The rate of innovation has been picking up materially, with the Paul Hollywood range of 'artisanal style' banking flour now being sold in four major retailers, while the tie-up with Japan's Nissin also brings opportunities, analysts said.

"Nissin's presence on the register and McCormick's interest will likely keep a speculative element to the shares, though we don't see the former other than a commercial partner, albeit with a 20% holding."

On valuation, analysts declared that the equity is "highly geared into stability/growth in EBITDA, albeit the group has yet to demonstrate this - but if it can we believe the upside remains significant".

Fresnillo’s stock was downgraded to ‘sell’ from ‘reduce’ and its target price left at 800p on Tuesday by Numis.

Numis said the miner reported a solid first quarter performance last week, “however, at 2.27x premium to net asset value and with significant risk associated with the execution of the development profile we believe that the shares are trading at above fair value moving into a period of seasonal weakness for the precious metals”.

Fresnillo last Wednesday posted a 1.7% year-on-year fall in silver production to 12.2m ounces for the three months ended 31 March 2016, due to expected lower ore grade at the Saucito mine. The silver output included 1.2 million ounces from the Silverstream processing contract.

Gold output rose 26% to 230,000 troy ounces in the first quarter, bolstered by higher speed gold recovery from the Herradura and Noche Buena mines.
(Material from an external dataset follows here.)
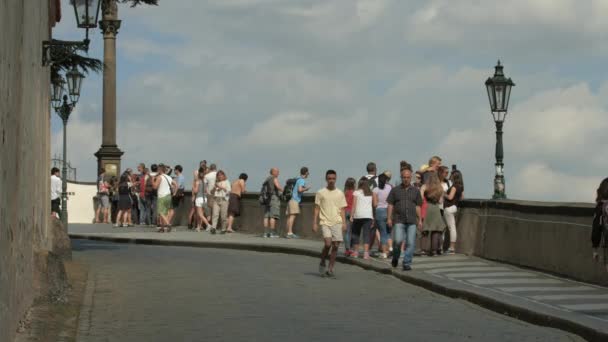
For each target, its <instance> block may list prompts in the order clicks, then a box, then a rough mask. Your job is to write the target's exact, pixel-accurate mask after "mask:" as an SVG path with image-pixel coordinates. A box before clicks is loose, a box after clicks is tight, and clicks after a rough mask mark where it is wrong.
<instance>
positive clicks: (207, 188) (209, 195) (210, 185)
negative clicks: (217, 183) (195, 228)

“Silver production was in line with our expectation but gold production was a 20% beat versus our expectation reflecting a higher speed of recovery and ore processed at Herradura,” Numis said.

Fresnillo expects to produce between 49 million and 51 million ounces of silver and between 775,000 and 790,000 ounces of gold this year. The company has also guided for an improvement in the silver grade at the main Fresnillo mine to an average of 242 grams per tonne. A combination of the mining of lower grade areas and increased dilution saw the silver grade fall to 220g/t in 2014.
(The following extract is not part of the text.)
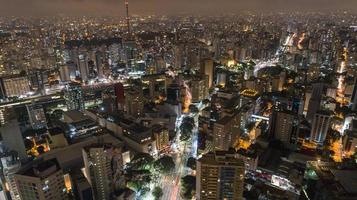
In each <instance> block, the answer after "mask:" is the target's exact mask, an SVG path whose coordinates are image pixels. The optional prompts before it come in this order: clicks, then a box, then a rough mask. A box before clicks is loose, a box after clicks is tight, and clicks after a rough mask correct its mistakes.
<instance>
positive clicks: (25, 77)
mask: <svg viewBox="0 0 357 200" xmlns="http://www.w3.org/2000/svg"><path fill="white" fill-rule="evenodd" d="M0 81H1V82H0V89H1V95H2V97H1V98H6V97H20V96H24V95H27V94H28V93H29V92H30V84H29V80H28V79H27V77H26V76H21V75H14V76H7V77H2V78H1V79H0Z"/></svg>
"We view the recovery in Q1 from 222g/t in Q4 2015 as a positive step which partially offset the planned decrease in grade at the Saucito mine," Numis said.

Peel Hunt downgraded Ashmore Group to ‘hold’ from ‘buy’ and retained its target price at 270p after company reported its third quarter interims.

Total assets under management (AuM) at Ashmore rose 4% to $51.3bn in the third quarter compared with the previous quarter while net outflows slowed to $1.1bn.

The asset manager, which focuses on emerging markets, saw net outflows in blended debt, external debt, corporate debt, multi-asset and local currency.

The three months to the end of March saw strong returns from emerging markets assets as value was recognised and prices recovered from over-sold levels earlier in the period.

Peel Hunt said its current forecast is for pre-tax profit of £130.5m and earnings per share of 13.4p, broadly in line with consensus of £133m and 14.4p, respectively.

“Would expect to modestly upgrade this given rising AuM (versus our forecast of slight decline over the second quarter),” the analyst said.

“Also likely to be profit and loss benefit from US dollar strength versus pound and subsequent impact on cash balances. “

On the valuation, Peel Hunt said the stock has recovered strongly over last few months by 50% in three months and is now trading on December 2016 enterprise value/net operating profit after tax multiple of 16.4x, yielding 5.7%.

“Stock now needs forecasts to catch up, recommendation moves back to ‘hold’, target price remains 270p.”